Half of Britons would consider returning to work after their official retirement, with more wanting to avoid boredom than being forced to do so for financial reasons.
New research from leisure company Whitbread reveals that as many as 23.5 million Britons – half the current adult population - would return to full or part time work, suggesting that employers could face increasing demands for flexible working arrangements from older people as they move back into the workplace.
The research found that three-quarters said that work was a way to keep themselves mentally stimulated, with almost six out of ten (57 per cent) saying that they would do so for the money.
But one in five admitted that they wanted to keep working in order to get away from their partner.
Whitbread said it had seen an increase in retirees and over 50s making the decision to return to work. In addition industry figures also show that over the last seven years the employment rate for older people has risen faster than that of the working age population as a whole.
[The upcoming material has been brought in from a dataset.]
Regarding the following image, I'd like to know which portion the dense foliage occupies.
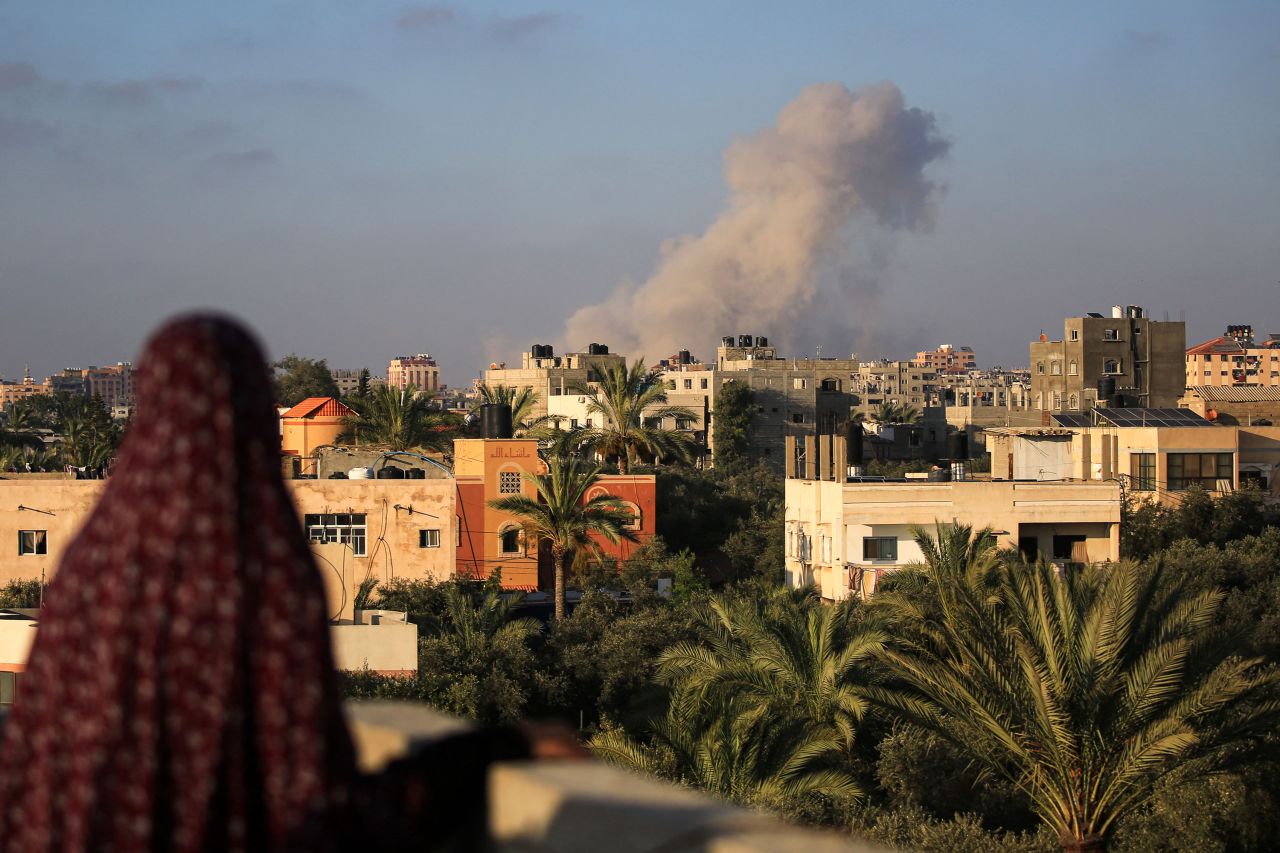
[351,467,1280,853]
[271,352,338,407]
The UK’s women lead the charge back to work with 54 per cent saying they would consider returning, while 47 per cent of men would consider a return if the right job suited them. People in the West Midlands appeared to be the most keen to return to work with 60 per cent compared to those asked in East Anglia where only 38 per cent stated they would do so.
Angie Risley, director of human resources at Whitbread, said: “Recent reports have shown that the number of people living to 80 will double by 2050, and in light of this many of these individuals will want to continue to work after retirement age for a variety of reasons. Employers need to prepare for this.”
“We have always made a point of welcoming older staff. Not only do they bring a degree of confidence, reliability, experience and maturity to the workplace but they also have great skills when dealing with customers.”
“Our research shows a significant amount of people want to return to work for many different reasons which is great news for employers facing a skills shortage. But it is important that if people are looking for a change of career at a later point in life they consider a workplace that is flexible and meets their needs.”